Perseverance gezicisinin Mars’taki yaşam izlerine yönelik şu anki araştırması işe yaramaz olabilir. Ve hiç de değil çünkü Kızıl Gezegende hiç yaşam olmadı.
ISS üzerinde yürütülen yeni bir çalışmanın gösterdiği gibi, gerekli biyobelirteçler Mars yüzeyinde saklanamaz.
Azim ve Merak gezicileri, organik bileşikleri tespit etmek için kullanılan Raman spektrografları ile donatılmıştır. Geziciler kayanın bir kısmını bir lazerle buharlaştırır ve ardından spektrograf, ortaya çıkan toz ve gaz bulutunda gerekli spektral çizgileri arar. Şimdiye kadar, ilginç bir şey bulunamadı. Yeni bir çalışma, ultraviyole radyasyon aynı molekülleri bir veya iki yıl içinde yok edeceğinden, yüzeyde bu şekilde hiçbir şey bulunamayacağını öne sürüyor.
Bilim adamları ekibi, Biyolojik ve Mars Deneyi’nin (BIOMEX) bir parçası olarak yedi farklı türde biyomolekül örneklerini 469 gün boyunca Mars benzeri koşullara maruz bıraktı. Sıcaklık, günlük ışık döngüleri ve iyonlaştırıcı radyasyon seviyeleri, Mars koşullarını taklit edecek şekilde uyarlandı ve numune, simüle edilmiş bir Mars regolitine yerleştirildi. Deney organizmalarda yaygın olarak bulunan biyomolekülleri içeriyordu: beta-karoten (bir antioksidan ve ışığa tepki veren pigment), klorofilin (bitkiler tarafından güneş ışığını işlemek için kullanılan klorofilden türetilmiştir), naringenin (ortak bir antioksidan), kersetin (bir başka yaygın antioksidan) , melanin (morötesi ışıktan koruma sağlayan bir pigment), selüloz (bitki hücre duvarlarının bir bileşeni) ve kitin (böcek iskeletlerinde bulunur).
Normal koşullar altında, spektroskopi yedi molekülün tamamının izlerini tespit edebilir, ancak deney, bir buçuk yıldan kısa bir süre sonra, cihazların yalnızca üç tanesini tespit ettiğini gösterdi: klorofilin, kersetin ve melanin ve hatta “sinyal” olanlarda bile. %30-50 oranında zayıfladı. Aynı zamanda, daha kalın bir regolit tabakasıyla korunan kontrol numuneleri, biyomoleküllerin mükemmel bir şekilde korunduğunu gösterdi.

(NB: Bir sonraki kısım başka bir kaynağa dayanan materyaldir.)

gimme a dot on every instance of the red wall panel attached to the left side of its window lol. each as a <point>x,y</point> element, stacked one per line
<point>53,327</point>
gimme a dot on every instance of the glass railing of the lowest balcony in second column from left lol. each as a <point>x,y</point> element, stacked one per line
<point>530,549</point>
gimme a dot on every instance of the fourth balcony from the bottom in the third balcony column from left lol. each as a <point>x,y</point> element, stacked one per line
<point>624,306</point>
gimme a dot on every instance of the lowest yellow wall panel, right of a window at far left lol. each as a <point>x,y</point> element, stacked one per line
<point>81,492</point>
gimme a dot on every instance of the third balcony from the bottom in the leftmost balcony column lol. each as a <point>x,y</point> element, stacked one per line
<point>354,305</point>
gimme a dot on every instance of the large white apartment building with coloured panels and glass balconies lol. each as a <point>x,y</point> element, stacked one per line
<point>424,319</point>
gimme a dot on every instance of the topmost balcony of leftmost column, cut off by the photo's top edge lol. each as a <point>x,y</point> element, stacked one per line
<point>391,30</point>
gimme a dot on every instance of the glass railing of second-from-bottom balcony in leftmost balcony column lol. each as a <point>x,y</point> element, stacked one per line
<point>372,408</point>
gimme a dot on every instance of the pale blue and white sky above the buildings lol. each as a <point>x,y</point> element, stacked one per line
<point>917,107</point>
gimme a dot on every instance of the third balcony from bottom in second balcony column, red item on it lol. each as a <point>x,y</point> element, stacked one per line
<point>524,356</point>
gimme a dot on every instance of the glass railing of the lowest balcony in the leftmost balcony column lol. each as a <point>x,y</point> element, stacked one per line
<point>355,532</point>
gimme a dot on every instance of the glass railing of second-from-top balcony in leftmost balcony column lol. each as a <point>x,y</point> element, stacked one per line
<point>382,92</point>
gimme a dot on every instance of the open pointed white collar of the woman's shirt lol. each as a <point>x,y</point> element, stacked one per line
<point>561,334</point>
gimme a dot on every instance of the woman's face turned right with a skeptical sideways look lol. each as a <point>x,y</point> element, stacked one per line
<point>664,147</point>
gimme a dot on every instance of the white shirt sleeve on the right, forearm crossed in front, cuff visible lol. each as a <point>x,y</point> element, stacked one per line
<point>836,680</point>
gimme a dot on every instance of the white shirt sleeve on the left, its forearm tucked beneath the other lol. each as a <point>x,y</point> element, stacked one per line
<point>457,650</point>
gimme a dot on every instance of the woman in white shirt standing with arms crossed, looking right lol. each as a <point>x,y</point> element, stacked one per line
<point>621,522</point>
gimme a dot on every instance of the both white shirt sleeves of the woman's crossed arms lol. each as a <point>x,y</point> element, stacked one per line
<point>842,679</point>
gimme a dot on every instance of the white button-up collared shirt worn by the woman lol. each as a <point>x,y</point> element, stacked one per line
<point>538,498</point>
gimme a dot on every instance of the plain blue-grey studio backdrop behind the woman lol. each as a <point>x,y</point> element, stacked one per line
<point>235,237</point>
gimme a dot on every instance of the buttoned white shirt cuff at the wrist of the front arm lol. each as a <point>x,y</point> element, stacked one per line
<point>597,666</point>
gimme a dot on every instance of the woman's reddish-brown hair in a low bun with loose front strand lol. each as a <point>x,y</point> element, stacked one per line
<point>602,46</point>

Üstelik bu durumda, daha kalın bir tabaka hiç de birkaç metre toprak değildir. Çalışma, ultraviyole radyasyonun kelimenin tam anlamıyla kayaya birkaç milimetre derinlikte nüfuz ettiğini söylüyor.

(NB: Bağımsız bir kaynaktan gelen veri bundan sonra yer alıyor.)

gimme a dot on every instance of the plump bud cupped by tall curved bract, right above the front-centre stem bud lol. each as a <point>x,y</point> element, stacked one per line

Bu nedenle, gezegenin yüzeyinde bulunsalar bile, Perseverance’ın Mars’ta en azından bazı yaşam izleri bulup bulamayacağını söylemek hala zor. Ama en azından yeni veriler açısından, Mars’ın kayalıklarına 2 metre derinlikte girebilecek bir sondaj kulesi ile donatılacak olan yeni Rosalind Franklin gezgininin tüm şartlara sahip olması gerekiyor.
Doğru, Avrupa Uzay Ajansı ile Roscosmos arasındaki işbirliğinin kopması nedeniyle, görev en az 2028’e ertelendi, bu nedenle Mars yaşamının izlerini aramada yeni bir aşama en iyi ihtimalle yalnızca altı yıl sonra başlayacak.